Économie
L’or brun vénézuélien s’impose sur la scène mondiale


Longtemps éclipsé sur son propre sol par le whisky, le rhum du Venezuela connaît une métamorphole profonde. Porté par une exigence qualité historique et des investissements internationaux massifs, le spiritueux national conquiert désormais les palais au-delà de ses frontières.
Le Venezuela, célèbre pour ses immenses réserves pétrolières, cultive une autre richesse, moins connue mais tout aussi précieuse. Son rhum, un spiritueux ambré au vieillissement rigoureux, opère une percée remarquable sur les marchés internationaux. Cette dynamique contraste avec sa discrétion passée au sein même du pays, où les alcools importés ont longtemps symbolisé le prestige.
La transformation du secteur est récente et rapide. Pendant des décennies, la consommation locale lui a préféré le whisky, dont l’arrivée coïncida avec l’essor pétrolier des années 1950. Une perception sociale défavorable a longtemps cantonné le rhum à un rôle secondaire. Le paysage a radicalement changé au cours des dernières années, avec l’émergence de nouvelles marques et une segmentation accrue, allant des produits aromatisés aux cuvées haut de gamme vieillies sous bois.
La reconnaissance extérieure ne s’est pas fait attendre. Plusieurs groupes internationaux majeurs de spiritueux ont récemment acquis des maisons vénézuéliennes emblématiques. Ces transactions, dont certaines atteignent plusieurs centaines de millions de dollars, visent à capter le segment du rhum premium. Elles attestent de la valeur désormais accordée à ces marques sur la scène mondiale.
La qualité actuelle du produit plonge ses racines dans une réglementation stricte, née d’une circonstance particulière. Au milieu du siècle dernier, une modification législative, initiée par un acteur du secteur, a imposé un vieillissement minimal de deux ans sous contrôle de l’État pour pouvoir porter l’appellation « rhum ». Cette contrainte, initialement perçue comme un handicap par la profession, a finalement obligé l’ensemble des distilleries à élever leurs standards, jetant les bases d’une réputation d’excellence.
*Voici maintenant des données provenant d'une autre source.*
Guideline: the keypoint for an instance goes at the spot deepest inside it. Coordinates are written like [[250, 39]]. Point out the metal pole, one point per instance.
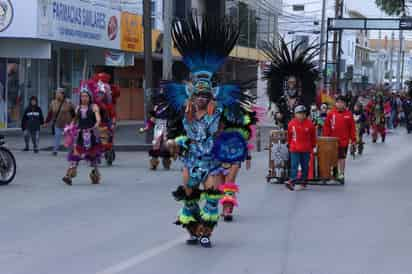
[[403, 68], [338, 70], [325, 69], [167, 40], [148, 65], [398, 69], [391, 59], [322, 38]]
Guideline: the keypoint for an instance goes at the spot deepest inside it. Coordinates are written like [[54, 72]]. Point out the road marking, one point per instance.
[[142, 257]]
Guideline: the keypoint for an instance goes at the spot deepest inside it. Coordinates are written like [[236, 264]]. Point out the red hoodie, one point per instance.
[[340, 124], [301, 135]]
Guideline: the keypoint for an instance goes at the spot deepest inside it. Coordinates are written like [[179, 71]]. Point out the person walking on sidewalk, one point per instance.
[[341, 124], [30, 124], [302, 141], [61, 113]]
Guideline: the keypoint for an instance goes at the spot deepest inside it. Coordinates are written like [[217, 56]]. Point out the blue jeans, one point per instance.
[[34, 136], [302, 159], [58, 133]]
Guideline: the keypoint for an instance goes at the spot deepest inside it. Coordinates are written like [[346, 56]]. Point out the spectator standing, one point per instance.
[[30, 124], [61, 113]]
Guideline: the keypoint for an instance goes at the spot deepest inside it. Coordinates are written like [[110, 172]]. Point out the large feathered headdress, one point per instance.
[[204, 45], [291, 60]]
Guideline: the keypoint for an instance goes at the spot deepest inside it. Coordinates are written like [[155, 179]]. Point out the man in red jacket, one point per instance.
[[302, 141], [340, 124]]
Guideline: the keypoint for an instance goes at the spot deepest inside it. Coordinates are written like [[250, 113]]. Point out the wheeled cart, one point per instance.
[[323, 164]]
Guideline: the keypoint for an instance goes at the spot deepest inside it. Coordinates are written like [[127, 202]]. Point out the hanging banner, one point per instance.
[[118, 59], [78, 22], [131, 32]]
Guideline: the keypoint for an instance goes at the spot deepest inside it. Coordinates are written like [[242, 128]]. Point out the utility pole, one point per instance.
[[398, 69], [391, 59], [337, 37], [322, 39], [148, 62], [167, 40]]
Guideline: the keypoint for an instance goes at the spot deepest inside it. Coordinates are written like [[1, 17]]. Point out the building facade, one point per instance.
[[45, 44]]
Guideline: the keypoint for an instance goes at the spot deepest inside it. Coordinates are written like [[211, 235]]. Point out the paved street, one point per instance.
[[125, 224]]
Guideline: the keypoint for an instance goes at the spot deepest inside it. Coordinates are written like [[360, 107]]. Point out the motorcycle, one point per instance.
[[8, 166]]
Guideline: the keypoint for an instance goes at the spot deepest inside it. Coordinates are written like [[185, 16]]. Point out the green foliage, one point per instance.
[[391, 7]]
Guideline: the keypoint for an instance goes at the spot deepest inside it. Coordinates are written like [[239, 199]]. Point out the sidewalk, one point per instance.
[[126, 138]]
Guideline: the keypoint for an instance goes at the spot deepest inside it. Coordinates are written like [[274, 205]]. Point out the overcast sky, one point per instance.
[[366, 7]]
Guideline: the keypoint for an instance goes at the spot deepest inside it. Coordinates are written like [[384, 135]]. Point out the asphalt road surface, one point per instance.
[[124, 225]]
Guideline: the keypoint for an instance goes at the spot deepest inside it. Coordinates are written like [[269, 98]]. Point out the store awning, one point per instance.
[[25, 48]]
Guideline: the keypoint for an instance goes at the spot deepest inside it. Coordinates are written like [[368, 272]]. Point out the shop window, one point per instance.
[[65, 70], [3, 97], [14, 92]]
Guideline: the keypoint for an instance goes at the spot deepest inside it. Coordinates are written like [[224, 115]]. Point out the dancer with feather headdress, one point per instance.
[[211, 116], [292, 76]]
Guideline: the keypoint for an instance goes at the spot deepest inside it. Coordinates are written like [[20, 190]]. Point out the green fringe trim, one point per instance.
[[246, 120], [216, 197], [184, 219], [209, 217], [245, 134]]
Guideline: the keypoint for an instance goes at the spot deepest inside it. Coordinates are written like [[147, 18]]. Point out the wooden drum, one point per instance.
[[278, 153], [327, 156]]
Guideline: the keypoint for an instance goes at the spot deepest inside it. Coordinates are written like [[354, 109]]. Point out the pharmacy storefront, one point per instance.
[[45, 44]]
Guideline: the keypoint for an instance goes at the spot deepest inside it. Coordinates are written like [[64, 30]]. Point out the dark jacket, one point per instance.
[[32, 118]]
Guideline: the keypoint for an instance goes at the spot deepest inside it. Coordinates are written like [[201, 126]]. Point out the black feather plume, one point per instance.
[[291, 60], [204, 44]]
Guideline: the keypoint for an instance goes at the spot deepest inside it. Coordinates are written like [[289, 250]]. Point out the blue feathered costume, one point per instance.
[[207, 110]]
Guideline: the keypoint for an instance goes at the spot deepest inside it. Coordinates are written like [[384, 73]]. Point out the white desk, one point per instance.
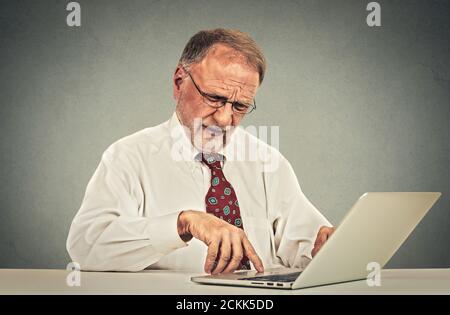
[[393, 281]]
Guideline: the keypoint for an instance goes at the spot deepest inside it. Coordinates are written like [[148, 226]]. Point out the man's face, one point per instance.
[[222, 72]]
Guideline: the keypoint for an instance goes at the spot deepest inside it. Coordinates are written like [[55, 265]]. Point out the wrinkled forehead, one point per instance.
[[224, 65]]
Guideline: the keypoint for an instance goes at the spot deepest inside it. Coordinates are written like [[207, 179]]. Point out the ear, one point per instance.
[[178, 78]]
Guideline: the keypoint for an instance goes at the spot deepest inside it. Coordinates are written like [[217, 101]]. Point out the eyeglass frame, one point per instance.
[[224, 101]]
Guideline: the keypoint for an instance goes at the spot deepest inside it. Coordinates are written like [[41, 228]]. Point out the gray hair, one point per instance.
[[199, 45]]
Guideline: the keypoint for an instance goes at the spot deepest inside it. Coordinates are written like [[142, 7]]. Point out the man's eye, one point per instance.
[[215, 98]]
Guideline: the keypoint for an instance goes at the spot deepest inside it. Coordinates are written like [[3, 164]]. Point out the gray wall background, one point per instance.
[[359, 109]]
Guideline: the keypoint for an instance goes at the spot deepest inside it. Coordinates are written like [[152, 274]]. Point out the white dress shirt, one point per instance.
[[128, 217]]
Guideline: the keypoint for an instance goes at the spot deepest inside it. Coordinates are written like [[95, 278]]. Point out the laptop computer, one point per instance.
[[371, 232]]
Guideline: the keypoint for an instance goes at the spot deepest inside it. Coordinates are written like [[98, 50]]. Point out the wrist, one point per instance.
[[183, 226]]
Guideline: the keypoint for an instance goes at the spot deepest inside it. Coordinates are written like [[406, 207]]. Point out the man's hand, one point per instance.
[[322, 236], [226, 243]]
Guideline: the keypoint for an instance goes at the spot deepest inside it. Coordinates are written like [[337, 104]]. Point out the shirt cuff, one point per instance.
[[163, 233]]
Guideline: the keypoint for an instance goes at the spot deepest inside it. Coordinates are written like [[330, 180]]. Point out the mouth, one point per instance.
[[213, 131]]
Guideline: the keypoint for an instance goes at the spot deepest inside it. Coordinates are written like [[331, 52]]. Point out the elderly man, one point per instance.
[[161, 198]]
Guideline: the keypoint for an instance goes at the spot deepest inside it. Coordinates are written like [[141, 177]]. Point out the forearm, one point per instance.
[[111, 243]]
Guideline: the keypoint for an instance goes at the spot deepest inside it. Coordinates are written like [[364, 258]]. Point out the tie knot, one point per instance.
[[212, 160]]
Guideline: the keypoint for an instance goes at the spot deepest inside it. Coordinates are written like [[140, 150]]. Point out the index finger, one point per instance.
[[251, 254], [213, 250]]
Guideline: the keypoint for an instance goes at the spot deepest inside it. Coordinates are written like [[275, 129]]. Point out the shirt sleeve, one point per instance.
[[110, 232], [296, 222]]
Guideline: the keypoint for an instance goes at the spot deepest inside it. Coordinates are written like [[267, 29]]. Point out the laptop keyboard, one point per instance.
[[288, 277]]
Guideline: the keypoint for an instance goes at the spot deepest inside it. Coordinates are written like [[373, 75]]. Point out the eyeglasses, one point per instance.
[[217, 101]]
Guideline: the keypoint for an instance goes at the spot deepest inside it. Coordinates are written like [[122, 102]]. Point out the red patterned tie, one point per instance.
[[221, 198]]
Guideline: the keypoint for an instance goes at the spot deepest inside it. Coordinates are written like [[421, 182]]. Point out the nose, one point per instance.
[[224, 116]]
Cette exigence a été renforcée au début des années 2000 par la création d’une appellation d’origine contrôlée. Ce cadre définit des règles précises concernant les matières premières, les degrés d’alcool et les processus de vieillissement. Il a permis de structurer l’offre et d’affirmer une identité distinctive face aux autres rhums des Caraïbes.
Le marché est aujourd’hui dynamique et concurrentiel. La production annuelle est estimée entre cinq cent mille et un million de caisses standard. Les stratégies des acteurs varient, certaines maisons se consacrant principalement à l’exportation, d’autres opérant en dehors de l’appellation. Un défi commun demeure, celui du temps et du capital immobilisé. La fabrication d’un rhum vieilli nécessite en effet des investissements patients, les spiritueux restant en fûts pendant de nombreuses années avant commercialisation.
Les professionnels locaux misent sur les atouts naturels du pays, un terroir favorable marqué par des températures et une hygrométrie particulières, pour justifier la singularité de leur production. Ils estiment détenir un potentiel considérable. Alors que la concurrence s’étend à l’ensemble des spiritueux mondiaux, l’ambition est désormais de faire reconnaître cet « or brun » à la hauteur de sa réputation naissante.